1 gal. Diesel: 139,000 btu's
1 gal. Gasoline: 125,000 btu's
1 gal. Propane: 91,600 btu's
1 gal. Ethanol: 76,000 btu's

CNG is sold by the cubic foot and has 1030 btu's per cubic foot. Propane is also sold by the cubic foot and has 2500 btu's, over twice as much as CNG.

You can build a car that works just fine on CNG. My mother worked for a company during the late 70's that converted cars to run on propane. This is old technology that is proven. Yes they can create better packaging for the systems, but that will not change the fact that the tanks and storage for CNG will always be more complex and expensive due to it being pressurized than a simple, non-pressurized, blow-molded plastic gas tank. It is the nature of the beast and has nothing to do with the system being rigged in favor of gasoline.

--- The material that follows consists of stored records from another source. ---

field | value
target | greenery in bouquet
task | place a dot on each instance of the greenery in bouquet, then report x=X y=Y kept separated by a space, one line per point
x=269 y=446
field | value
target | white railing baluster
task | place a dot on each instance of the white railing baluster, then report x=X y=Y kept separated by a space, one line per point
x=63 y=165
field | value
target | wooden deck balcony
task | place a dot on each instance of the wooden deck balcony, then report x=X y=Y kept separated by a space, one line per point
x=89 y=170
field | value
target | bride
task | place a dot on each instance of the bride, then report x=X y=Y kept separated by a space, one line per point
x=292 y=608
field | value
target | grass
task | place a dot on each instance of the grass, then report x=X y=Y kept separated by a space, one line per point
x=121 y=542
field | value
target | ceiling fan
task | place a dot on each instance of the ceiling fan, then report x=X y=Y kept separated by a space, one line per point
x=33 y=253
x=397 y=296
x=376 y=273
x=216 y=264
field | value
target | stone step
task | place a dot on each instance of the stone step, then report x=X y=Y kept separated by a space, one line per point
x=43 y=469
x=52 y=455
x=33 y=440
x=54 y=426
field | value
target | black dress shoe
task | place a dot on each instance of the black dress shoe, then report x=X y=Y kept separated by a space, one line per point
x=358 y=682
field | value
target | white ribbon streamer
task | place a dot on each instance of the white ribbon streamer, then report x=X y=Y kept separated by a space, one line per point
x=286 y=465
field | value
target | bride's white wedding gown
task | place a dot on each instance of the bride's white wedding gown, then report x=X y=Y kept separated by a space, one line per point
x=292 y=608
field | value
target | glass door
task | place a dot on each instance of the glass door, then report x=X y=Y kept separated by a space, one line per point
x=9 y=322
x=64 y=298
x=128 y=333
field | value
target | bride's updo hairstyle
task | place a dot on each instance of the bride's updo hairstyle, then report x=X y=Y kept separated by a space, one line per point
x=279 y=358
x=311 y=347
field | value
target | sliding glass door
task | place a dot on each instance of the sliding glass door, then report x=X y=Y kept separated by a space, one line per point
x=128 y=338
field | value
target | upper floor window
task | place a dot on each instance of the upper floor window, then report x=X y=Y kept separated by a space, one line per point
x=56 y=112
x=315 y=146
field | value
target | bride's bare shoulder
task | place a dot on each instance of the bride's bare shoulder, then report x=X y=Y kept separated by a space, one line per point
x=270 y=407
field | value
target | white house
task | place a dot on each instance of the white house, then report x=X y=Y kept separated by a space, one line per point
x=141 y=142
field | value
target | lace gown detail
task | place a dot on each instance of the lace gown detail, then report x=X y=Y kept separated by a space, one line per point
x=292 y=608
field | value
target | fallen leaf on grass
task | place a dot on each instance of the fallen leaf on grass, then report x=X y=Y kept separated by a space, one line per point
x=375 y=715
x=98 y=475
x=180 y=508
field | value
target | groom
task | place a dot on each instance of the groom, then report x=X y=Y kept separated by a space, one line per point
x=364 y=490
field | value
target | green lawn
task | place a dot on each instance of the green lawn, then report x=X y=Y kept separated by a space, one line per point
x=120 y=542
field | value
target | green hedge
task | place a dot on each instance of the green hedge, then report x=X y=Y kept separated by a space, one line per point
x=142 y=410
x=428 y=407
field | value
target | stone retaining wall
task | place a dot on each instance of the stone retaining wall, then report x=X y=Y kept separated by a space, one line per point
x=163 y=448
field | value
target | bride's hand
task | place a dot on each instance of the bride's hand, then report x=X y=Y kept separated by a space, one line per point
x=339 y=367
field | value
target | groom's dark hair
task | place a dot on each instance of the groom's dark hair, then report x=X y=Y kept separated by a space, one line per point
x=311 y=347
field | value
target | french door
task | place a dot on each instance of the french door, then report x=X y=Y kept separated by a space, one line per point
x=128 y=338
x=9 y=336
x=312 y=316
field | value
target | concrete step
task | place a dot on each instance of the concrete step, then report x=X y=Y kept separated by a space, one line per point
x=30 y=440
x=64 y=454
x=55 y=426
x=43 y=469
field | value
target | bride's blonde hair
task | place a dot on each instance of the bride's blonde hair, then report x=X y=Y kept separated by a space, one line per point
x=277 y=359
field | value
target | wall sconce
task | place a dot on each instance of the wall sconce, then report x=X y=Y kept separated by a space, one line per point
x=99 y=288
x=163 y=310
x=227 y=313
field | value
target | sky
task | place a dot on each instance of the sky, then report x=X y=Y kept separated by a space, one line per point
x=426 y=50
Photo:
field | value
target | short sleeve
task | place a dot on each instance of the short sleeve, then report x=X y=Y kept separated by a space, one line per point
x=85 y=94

I design boats for a living, boats that hold hundreds, sometimes thousands of gallons of fuel. I understand fuel systems and what it takes to make them work. Gasoline is a much simpler and more efficient fuel to deal with, and that has nothing to do with parroting the oil companies line.

Pickens has spent a great deal of money on CNG, but as far as I know he has not built any refueling stations. Without that infrastructure, you will never sell any CNG cars. If the oil companies are expected to build gas stations, why aren't the CNG companies such as Chesapeake Energy expected to build CNG refueling stations? No one is stopping them, including big oil.

mike volpe said...

I'm going to leave your explanation of the weaknesses of CNG to the side because frankly I don't care. Pickens loves CNG not me. I don't know enough to know what does what. What I do know is that there are dozens of alternative energy sources that could be used in automobiles, and I don't for one second believe that oil is simply better than all of them. If big oil wanted to, there would be a plethora of viable alternative energy vehicles on the road today, but they are insistent on making the fueling viable for only one fuel, that made of a derivative of oil

Now, to your last point, which is important,

"Pickens has spent a great deal of money on CNG, but as far as I know he has not built any refueling stations. Without that infrastructure, you will never sell any CNG cars. If the oil companies are expected to build gas stations, why aren't the CNG companies such as Chesapeake Energy expected to build CNG refueling stations? No one is stopping them, including big oil."

First of all, it takes an awful lot of hubris to tell a billionaire where they should invest their billions given that this billionaire has put his billions behind his ideas. Second of all, and much more importantly, this so called infrastructure is a loser's game. Of course, there needs to be re fueling stations. That's been my point since the beginning. It's what I laughed about when Emaneul extolled the four natural gas fueling stations he helped to create. Who cares? Even T. Boone Pickens doesn't have nearly enough wealth to build the kind of "infrastructure" necessary to make any alternative energy source viable on mass scale when you compare it to gas derived from oil. That's because big oil has put a gas station on every corner. The convenience of their gas trumps all other alternative energy sources. The only way to make alternative energy viable is if big oil plays ball with it and leads in providing alternative energy fuels at their own gas stations. They have no intention of doing any such thing.